Estratto del documento

Tessuto muscolare

L’organismo sfrutta la proprietà contrattile delle cellule muscolari per varie funzioni quali: la locomozione, la contrazione, il pompaggio e vari movimenti propulsivi. La contrattilità è una proprietà intrinseca di tutte le cellule per il mantenimento delle funzioni di base e specializzate.

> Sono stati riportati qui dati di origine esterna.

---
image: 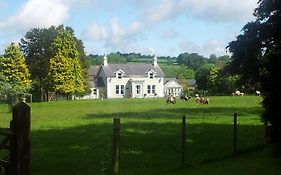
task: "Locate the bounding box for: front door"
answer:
[135,84,142,98]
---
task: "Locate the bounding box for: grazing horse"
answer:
[167,95,176,104]
[180,95,191,101]
[196,97,209,104]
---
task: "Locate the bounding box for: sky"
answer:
[0,0,258,57]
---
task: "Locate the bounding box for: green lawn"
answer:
[0,96,281,175]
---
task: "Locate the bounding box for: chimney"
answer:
[152,55,158,67]
[103,54,108,67]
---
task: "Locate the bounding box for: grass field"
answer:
[0,96,281,175]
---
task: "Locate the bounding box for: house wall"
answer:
[107,76,164,98]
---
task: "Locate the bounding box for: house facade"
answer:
[97,55,164,98]
[164,80,183,97]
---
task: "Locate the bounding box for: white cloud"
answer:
[82,23,108,41]
[0,0,69,31]
[160,29,178,39]
[179,40,226,57]
[83,17,143,50]
[143,0,257,23]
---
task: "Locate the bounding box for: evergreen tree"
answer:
[228,0,281,147]
[48,26,84,95]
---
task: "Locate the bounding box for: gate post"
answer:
[233,113,237,153]
[10,102,30,175]
[181,115,186,166]
[112,118,120,175]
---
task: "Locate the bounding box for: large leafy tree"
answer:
[20,25,89,101]
[228,0,281,146]
[48,28,84,95]
[0,43,31,110]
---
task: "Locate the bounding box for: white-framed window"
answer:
[147,85,156,94]
[115,69,125,79]
[136,84,141,95]
[147,70,156,78]
[115,85,124,95]
[117,72,122,78]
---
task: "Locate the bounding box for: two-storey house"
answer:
[97,55,164,98]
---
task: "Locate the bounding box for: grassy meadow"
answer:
[0,96,281,175]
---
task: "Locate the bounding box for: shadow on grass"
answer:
[32,121,264,175]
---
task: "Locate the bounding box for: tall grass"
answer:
[0,96,281,175]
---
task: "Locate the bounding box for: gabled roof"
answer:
[102,63,165,77]
[187,79,196,86]
[164,80,182,88]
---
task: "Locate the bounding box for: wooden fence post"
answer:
[112,118,120,175]
[10,102,30,175]
[181,115,186,166]
[233,113,237,153]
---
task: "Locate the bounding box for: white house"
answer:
[97,55,164,98]
[164,80,183,97]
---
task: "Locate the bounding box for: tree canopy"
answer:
[228,0,281,146]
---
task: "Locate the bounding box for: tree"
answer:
[0,43,31,109]
[228,0,281,147]
[20,26,57,101]
[48,27,84,96]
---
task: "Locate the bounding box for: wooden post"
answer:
[112,118,120,175]
[233,113,237,153]
[181,115,186,166]
[10,102,30,175]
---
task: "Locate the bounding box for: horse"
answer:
[166,96,176,104]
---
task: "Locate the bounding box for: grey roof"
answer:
[89,66,100,77]
[187,79,196,86]
[103,63,165,77]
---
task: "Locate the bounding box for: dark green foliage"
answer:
[20,25,87,101]
[160,64,195,79]
[195,64,214,90]
[228,0,281,146]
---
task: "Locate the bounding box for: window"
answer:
[115,85,124,95]
[147,85,156,94]
[114,69,124,79]
[147,85,151,94]
[136,85,141,95]
[147,70,156,78]
[152,85,155,94]
[117,72,122,78]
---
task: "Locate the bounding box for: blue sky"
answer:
[0,0,257,57]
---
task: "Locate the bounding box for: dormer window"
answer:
[147,70,156,79]
[117,72,122,78]
[115,69,124,79]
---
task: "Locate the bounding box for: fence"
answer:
[0,102,30,175]
[109,113,247,175]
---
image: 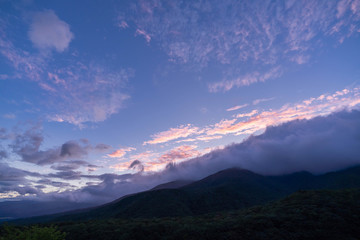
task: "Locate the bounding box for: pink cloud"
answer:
[226,104,248,112]
[235,109,259,118]
[206,88,360,135]
[107,147,136,158]
[159,145,200,163]
[143,124,199,145]
[209,67,282,92]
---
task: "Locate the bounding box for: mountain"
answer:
[11,166,360,222]
[151,180,194,190]
[0,200,94,222]
[19,189,360,240]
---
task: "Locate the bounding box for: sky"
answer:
[0,0,360,202]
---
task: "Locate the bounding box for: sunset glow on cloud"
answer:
[0,0,360,203]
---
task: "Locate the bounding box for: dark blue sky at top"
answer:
[0,0,360,202]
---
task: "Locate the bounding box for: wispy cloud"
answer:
[117,0,360,92]
[144,124,199,145]
[206,88,360,135]
[0,13,134,127]
[226,104,248,112]
[235,109,259,118]
[209,67,282,92]
[3,113,16,119]
[253,97,275,105]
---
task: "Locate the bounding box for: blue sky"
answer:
[0,0,360,202]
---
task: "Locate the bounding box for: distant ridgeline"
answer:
[7,166,360,224]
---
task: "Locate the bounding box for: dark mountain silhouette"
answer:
[151,180,194,190]
[0,200,94,222]
[50,189,360,240]
[10,166,360,222]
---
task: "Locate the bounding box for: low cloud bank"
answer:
[53,110,360,202]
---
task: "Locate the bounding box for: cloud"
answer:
[3,113,16,119]
[206,88,360,135]
[117,0,360,92]
[108,147,136,158]
[0,162,41,198]
[28,10,74,52]
[9,126,109,165]
[144,124,199,145]
[235,109,259,118]
[209,67,282,92]
[48,110,360,202]
[129,160,144,172]
[253,97,275,105]
[0,16,134,127]
[159,145,200,163]
[226,104,248,112]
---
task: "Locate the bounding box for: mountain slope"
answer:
[51,190,360,240]
[11,167,360,221]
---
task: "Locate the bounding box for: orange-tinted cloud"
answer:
[143,124,200,145]
[108,147,136,158]
[226,104,248,112]
[235,109,258,118]
[206,88,360,135]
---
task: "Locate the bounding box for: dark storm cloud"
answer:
[0,163,41,195]
[164,110,360,177]
[0,147,8,160]
[10,126,110,166]
[4,110,360,203]
[61,110,360,202]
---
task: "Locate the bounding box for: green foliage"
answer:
[0,225,66,240]
[45,189,360,240]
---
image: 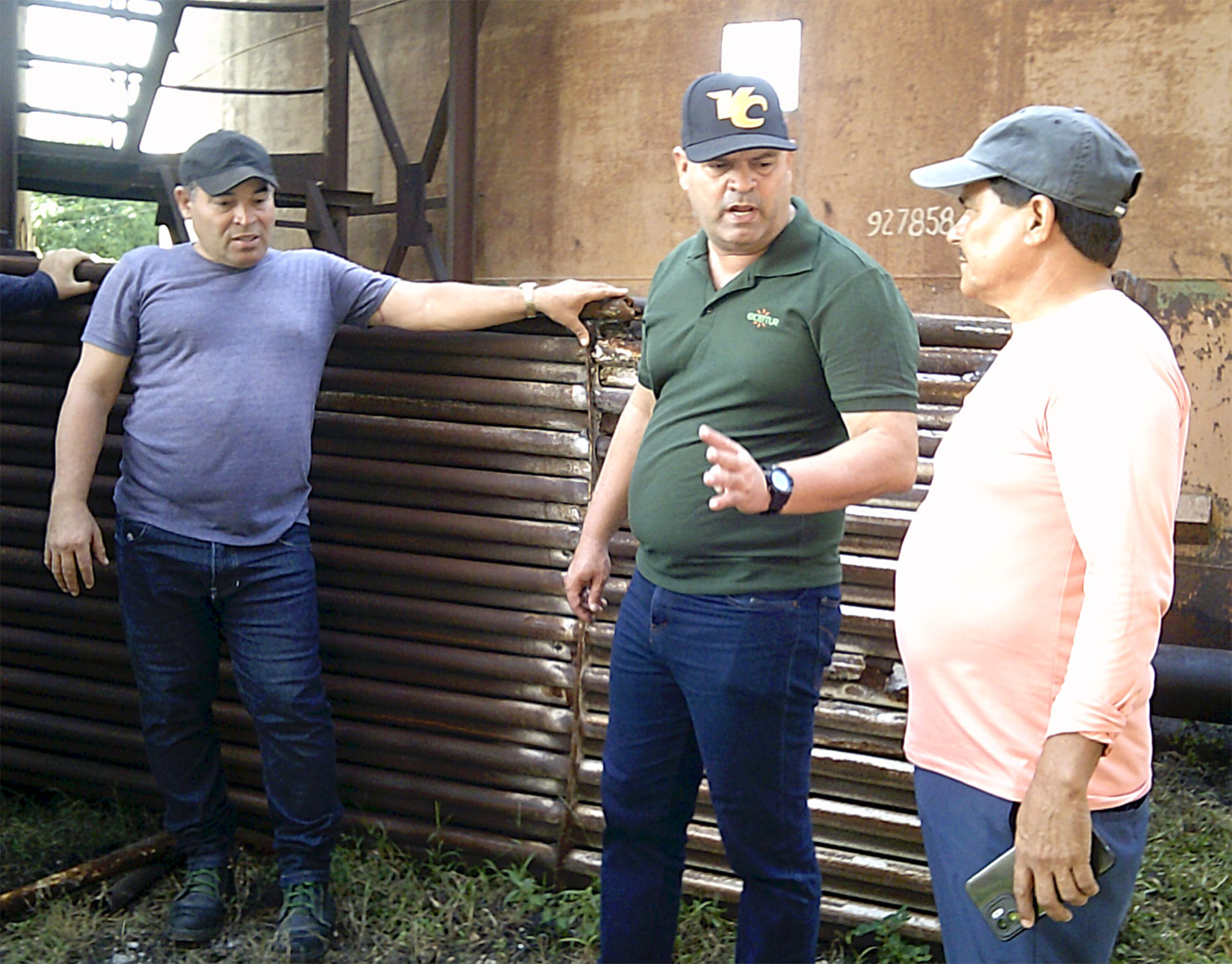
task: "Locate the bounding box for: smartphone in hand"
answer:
[967,830,1116,941]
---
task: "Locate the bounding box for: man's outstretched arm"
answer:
[372,278,628,345]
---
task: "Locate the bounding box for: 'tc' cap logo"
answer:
[706,88,769,129]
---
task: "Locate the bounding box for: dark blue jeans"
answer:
[915,767,1149,964]
[116,519,342,887]
[600,573,839,964]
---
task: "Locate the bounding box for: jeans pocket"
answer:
[274,522,311,549]
[116,519,154,545]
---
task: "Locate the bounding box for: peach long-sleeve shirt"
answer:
[896,291,1189,809]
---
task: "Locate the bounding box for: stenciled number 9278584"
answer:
[867,205,955,237]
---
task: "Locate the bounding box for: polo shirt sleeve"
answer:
[1044,342,1189,746]
[810,267,919,413]
[329,255,398,328]
[81,255,144,359]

Negli organismi multicellulari ci sono delle cellule (cellule mioepiteliali, periciti – singole unità contrattili) specializzate per il movimento di tessuti ed organi e formano i seguenti tipi di tessuti:

  • Tessuto muscolare scheletrico: (volontario) scheletro, bulbo oculare, lingua;
  • Tessuto muscolare liscio: (involontario) visceri, utero, vescica;
  • Tessuto muscolare cardiaco: (involontario) contrazione continua e ritmica del cuore.

Muscolo scheletrico

Il tessuto muscolare striato scheletrico costituisce i muscoli scheletrici dell’organismo, che sono responsabili dei movimenti volontari dei vari segmenti ossei. Le cellule del muscolo scheletrico sono le fibrocellule o fibre muscolari. Hanno grandi dimensioni e forma cilindrica. Vanno a costituire il fascicolo che forma il muscolo, delimitato all’esterno da uno strato di tessuto connettivale denso, con fibre collagene.

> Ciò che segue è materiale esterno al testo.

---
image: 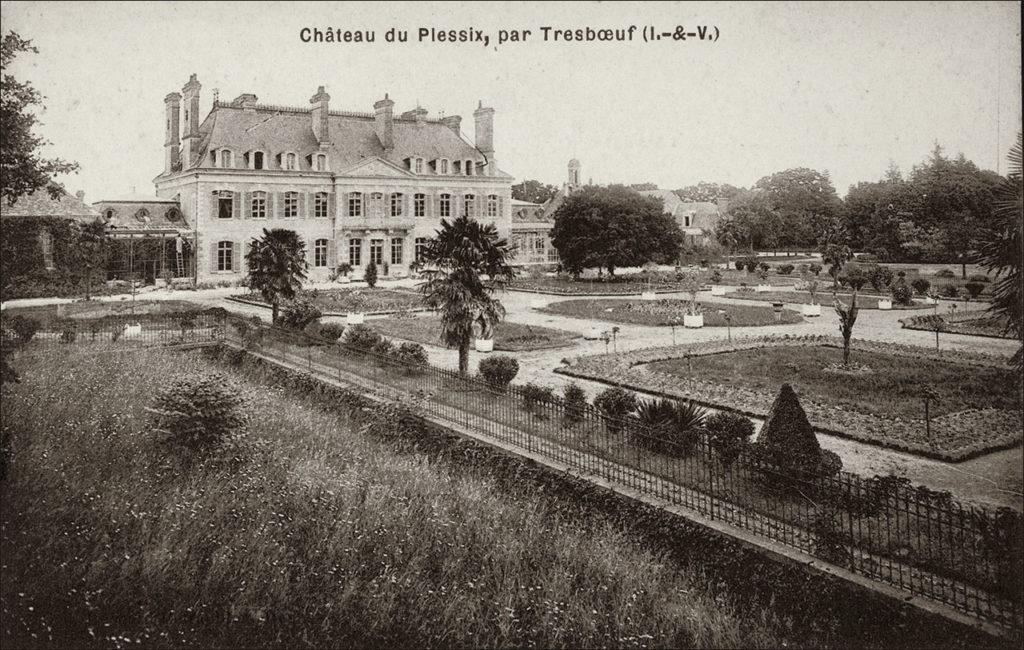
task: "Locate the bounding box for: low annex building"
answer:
[154,75,513,281]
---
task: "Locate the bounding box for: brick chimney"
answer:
[181,73,203,167]
[374,93,394,154]
[441,115,462,135]
[164,92,181,174]
[473,101,497,176]
[309,86,331,148]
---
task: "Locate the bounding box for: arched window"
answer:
[313,240,327,268]
[249,191,266,219]
[217,242,234,271]
[313,191,330,218]
[285,191,299,219]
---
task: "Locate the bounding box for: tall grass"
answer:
[0,351,781,647]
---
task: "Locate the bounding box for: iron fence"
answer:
[225,318,1024,630]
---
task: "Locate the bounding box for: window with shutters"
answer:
[391,237,404,264]
[313,240,327,268]
[213,189,234,219]
[217,242,234,271]
[348,191,362,217]
[313,191,328,218]
[415,237,430,262]
[285,191,299,219]
[249,191,266,219]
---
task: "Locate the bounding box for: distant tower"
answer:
[566,158,583,189]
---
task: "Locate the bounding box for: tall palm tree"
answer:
[246,228,306,322]
[420,215,515,377]
[973,131,1024,370]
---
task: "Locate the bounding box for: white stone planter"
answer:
[800,305,821,316]
[473,339,495,352]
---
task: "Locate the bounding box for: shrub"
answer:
[910,277,932,296]
[519,382,557,413]
[146,373,246,453]
[362,262,377,289]
[889,278,913,305]
[964,283,985,300]
[705,411,754,467]
[391,343,429,373]
[594,387,637,434]
[318,322,345,343]
[345,324,382,352]
[478,354,519,392]
[9,314,42,344]
[562,383,587,424]
[278,300,324,331]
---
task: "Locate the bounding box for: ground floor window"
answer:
[217,242,234,271]
[348,240,362,266]
[313,240,327,267]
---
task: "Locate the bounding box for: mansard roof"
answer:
[186,103,486,170]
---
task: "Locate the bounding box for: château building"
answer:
[151,75,512,281]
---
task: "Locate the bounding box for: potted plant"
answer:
[800,279,821,317]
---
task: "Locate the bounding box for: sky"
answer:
[0,2,1021,202]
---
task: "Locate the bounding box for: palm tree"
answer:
[246,228,306,322]
[420,215,515,377]
[972,131,1024,370]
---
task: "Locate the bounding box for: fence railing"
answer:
[225,318,1024,630]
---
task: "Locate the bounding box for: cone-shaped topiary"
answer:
[758,384,821,473]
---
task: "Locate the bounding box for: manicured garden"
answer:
[556,336,1022,461]
[541,298,804,328]
[239,289,424,314]
[367,316,579,352]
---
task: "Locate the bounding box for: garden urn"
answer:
[683,313,703,328]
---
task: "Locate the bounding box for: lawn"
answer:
[0,351,774,647]
[367,316,580,352]
[724,290,932,310]
[240,289,423,314]
[649,346,1020,419]
[541,298,804,328]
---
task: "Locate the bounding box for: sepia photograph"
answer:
[0,0,1024,650]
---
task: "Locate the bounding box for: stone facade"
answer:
[155,75,513,281]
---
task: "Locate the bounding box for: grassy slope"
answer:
[651,347,1018,418]
[0,352,779,647]
[367,316,579,351]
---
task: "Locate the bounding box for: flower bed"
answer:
[236,289,425,315]
[541,299,804,328]
[724,291,931,311]
[900,310,1014,339]
[555,336,1024,462]
[367,316,579,352]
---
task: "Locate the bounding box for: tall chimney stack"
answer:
[473,101,498,176]
[374,93,394,154]
[164,92,181,174]
[309,86,331,148]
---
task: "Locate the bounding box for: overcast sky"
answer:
[0,2,1021,202]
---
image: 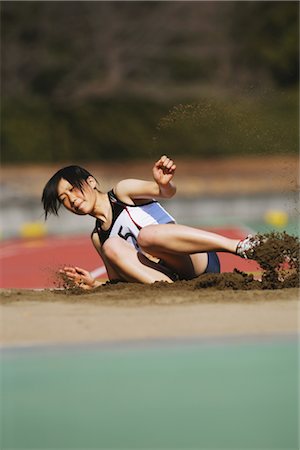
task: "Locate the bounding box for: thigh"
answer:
[102,236,175,283]
[156,253,208,280]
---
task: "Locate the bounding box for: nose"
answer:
[69,192,76,206]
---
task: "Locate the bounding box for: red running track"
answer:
[0,228,260,289]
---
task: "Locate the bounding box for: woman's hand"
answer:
[153,155,176,186]
[59,267,99,290]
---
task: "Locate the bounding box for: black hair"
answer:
[42,166,94,219]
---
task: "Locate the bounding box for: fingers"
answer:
[156,155,176,173]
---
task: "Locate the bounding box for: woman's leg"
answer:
[138,224,240,257]
[138,224,239,279]
[101,237,173,283]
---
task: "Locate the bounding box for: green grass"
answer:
[1,340,299,450]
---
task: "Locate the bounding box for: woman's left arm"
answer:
[114,156,176,202]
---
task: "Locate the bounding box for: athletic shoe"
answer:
[236,234,259,259]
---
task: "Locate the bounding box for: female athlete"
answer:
[42,156,254,289]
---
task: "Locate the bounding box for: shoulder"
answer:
[112,178,141,204]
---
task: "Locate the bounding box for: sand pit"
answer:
[1,283,299,346]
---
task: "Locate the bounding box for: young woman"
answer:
[42,156,255,289]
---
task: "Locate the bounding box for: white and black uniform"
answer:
[93,190,175,250]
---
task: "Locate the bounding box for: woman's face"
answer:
[57,177,97,215]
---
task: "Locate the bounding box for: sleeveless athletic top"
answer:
[93,190,175,250]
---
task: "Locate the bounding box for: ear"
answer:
[86,176,97,189]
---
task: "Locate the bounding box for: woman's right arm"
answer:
[91,232,120,281]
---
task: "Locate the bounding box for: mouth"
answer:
[74,200,84,211]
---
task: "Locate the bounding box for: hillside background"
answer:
[1,1,299,165]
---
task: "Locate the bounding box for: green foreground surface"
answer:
[1,338,299,450]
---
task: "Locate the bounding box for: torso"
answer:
[93,190,175,250]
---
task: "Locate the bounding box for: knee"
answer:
[102,237,122,263]
[137,225,155,249]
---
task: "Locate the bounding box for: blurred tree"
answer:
[232,1,299,86]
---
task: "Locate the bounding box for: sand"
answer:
[0,283,299,347]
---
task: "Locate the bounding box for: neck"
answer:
[90,191,111,222]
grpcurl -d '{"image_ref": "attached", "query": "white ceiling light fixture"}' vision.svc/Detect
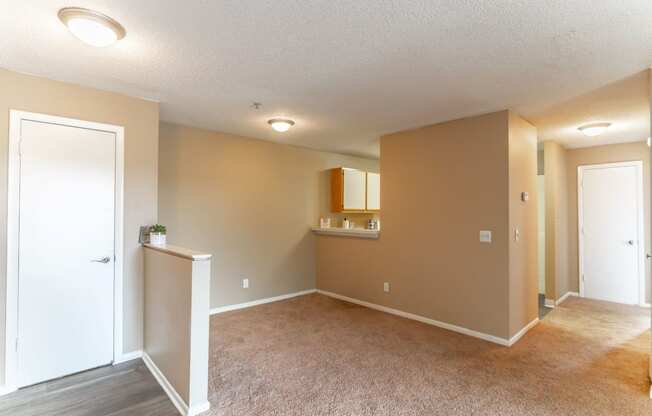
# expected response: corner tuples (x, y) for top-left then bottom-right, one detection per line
(267, 118), (294, 133)
(577, 123), (611, 137)
(58, 7), (127, 47)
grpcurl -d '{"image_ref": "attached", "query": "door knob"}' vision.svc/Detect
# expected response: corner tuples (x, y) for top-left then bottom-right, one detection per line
(91, 257), (111, 264)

La funzione del connettivo è quella di distribuire e dirigere le forze di movimento dal muscolo all’osso e ad altri tessuti. Le fibre muscolari scheletriche derivano dai mioblasti embrionali che si allineano e si fondono per dare origine a lunghe cellule multinucleate chiamate miotubi. Queste cellule sono in grado di sintetizzare nel loro citoplasma gli elementi contrattile che formeranno le miofibrille, costituite dai miofilamenti. Le fibre muscolari si dispongono parallelamente fra loro e negli spazi pericellulari si sviluppano i capillari.

La presenza della vasta rete di capillari e della mioglobina (proteina di trasporto dell’ossigeno), determina il colorito tipico del muscolo, che va dal rosa al rosso. Le singole fibre sono rivestite di endomisio (fibre reticolari e matrice amorfa), mentre i fasci di fibre muscolari (fascicolo) sono rivestite di perimisio. Un insieme di fascicoli costituisce il muscolo scheletrico intero che è rivestito da epimisio. Il muscolo è connesso alle ossa attraverso i tendini.

Il ramo arterioso che va a nutrire il muscolo penetra l’epimisio e si divide in numerose ramificazioni di calibro minore che decorrono nel perimisio. Da qui si diparte una fitta rete di capillari che circonda le singole fibre muscolari striate e presenta un decorso sinuoso per adattarsi alle fasi di contrazione. Dalla rete capillare originano venule il cui diametro cresce progressivamente mentre scorrono nel connettivo e confluiscono in una o più vene che attraversano l’epimisio per lasciare il muscolo. Nel perimisio transitano anche i vasi linfatici.

Nei muscoli scheletrici c’è la presenza di cellule satelliti, che sono state interpretate come mioblasti quiescenti (cellule staminali), in grado di conferire al tessuto una discreta capacità rigenerativa. Ogni miofibrilla presenta una striatura trasversale, identica a quella della fibra. La striatura trasversale dell’intera fibra è il risultato di due situazioni strutturali: le miofibrille sono tra loro parallele e in esse le bande trasversali sono allineate in fase. Si ha alternanza di bande chiare a bande scure.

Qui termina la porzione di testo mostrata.